Kuncinya adalah perencanaan yang matang dan konsistensi dalam menjalankannya. Gunakan tools seperti Google Calendar, Trello, atau Notion untuk mencatat semua jadwal dan deadline.
Prioritaskan mana yang penting dan mendesak. Jangan ragu untuk delegasi tugas dalam organisasi jika sudah terlalu padat. Dan yang paling penting: tahu kapan harus berhenti sejenak dan istirahat.
Memang akan ada hari-hari ketika tubuh terasa sangat lelah dan kepala penuh tekanan. Akan ada momen ketika kamu bertanya, “Kenapa aku repot-repot ikut semua ini?”.

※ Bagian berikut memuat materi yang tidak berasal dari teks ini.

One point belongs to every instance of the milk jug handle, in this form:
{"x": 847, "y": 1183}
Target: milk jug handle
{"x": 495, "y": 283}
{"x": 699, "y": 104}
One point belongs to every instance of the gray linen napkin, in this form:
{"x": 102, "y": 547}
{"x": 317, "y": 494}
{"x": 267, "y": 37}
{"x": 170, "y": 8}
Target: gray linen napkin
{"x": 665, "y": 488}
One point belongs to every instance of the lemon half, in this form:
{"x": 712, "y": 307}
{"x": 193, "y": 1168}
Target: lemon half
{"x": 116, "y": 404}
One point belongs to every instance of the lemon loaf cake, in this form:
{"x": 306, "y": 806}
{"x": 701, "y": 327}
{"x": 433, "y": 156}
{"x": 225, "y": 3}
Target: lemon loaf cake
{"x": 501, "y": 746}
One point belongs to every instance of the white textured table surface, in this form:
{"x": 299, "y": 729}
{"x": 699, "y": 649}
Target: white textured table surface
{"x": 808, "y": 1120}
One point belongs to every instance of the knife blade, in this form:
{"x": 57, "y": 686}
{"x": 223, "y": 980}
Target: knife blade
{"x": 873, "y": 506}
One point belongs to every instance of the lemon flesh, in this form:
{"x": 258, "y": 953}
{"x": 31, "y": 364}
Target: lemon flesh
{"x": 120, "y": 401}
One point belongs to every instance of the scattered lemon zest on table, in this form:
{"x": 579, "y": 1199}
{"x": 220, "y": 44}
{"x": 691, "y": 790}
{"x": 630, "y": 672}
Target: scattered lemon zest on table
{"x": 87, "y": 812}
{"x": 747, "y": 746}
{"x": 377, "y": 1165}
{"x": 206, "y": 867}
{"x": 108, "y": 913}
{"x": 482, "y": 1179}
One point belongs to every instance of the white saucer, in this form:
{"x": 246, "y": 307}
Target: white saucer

Tapi justru dari situ kamu belajar tentang komitmen, tanggung jawab, dan batas kemampuan diri. Kamu belajar bahwa hidup bukan soal nyaman-nyaman saja, tapi soal bagaimana bertahan dan berkembang di tengah kesibukan.
Aktif di organisasi juga membantu mengatasi keterbatasan yang kadang ada di dalam dunia akademik. Misalnya, kurikulum kampus mungkin belum banyak mengajarkan cara presentasi yang efektif atau teknik negosiasi dalam tim.
Nah, di organisasi kamu bisa belajar langsung dari praktik. Kamu juga bisa membangun portofolio yang solid hal yang sekarang sangat dihargai di dunia kerja. Banyak perusahaan lebih tertarik pada lulusan yang punya pengalaman memimpin, pernah menangani proyek sosial, atau aktif di komunitas.
Akhirnya, pilihan memang ada di tangan masing-masing mahasiswa. Tidak semua orang harus aktif di organisasi luar, begitu juga tidak semua harus menjadi pengurus inti di organisasi kampus.
Tapi yang jelas, kesempatan untuk berkembang lewat organisasi itu nyata dan sangat mungkin dilakukan oleh siapa pun, termasuk mahasiswa sains yang super sibuk sekalipun. Selama ada niat, tekad, dan kemampuan untuk mengelola waktu, semua bisa dijalani dengan seimbang.
Daripada terus berpikir bahwa organisasi hanya menambah beban, mengapa tidak mulai melihatnya sebagai laboratorium kehidupan tempat kita bereksperimen bukan dengan bahan kimia, tapi dengan ide, emosi, dan interaksi sosial.
Karena sejatinya, ilmu pengetahuan tak pernah bisa tumbuh sendiri. Ia butuh ruang untuk diterapkan, diuji, dan dibagikan. Dan salah satu ruang itu adalah: organisasi.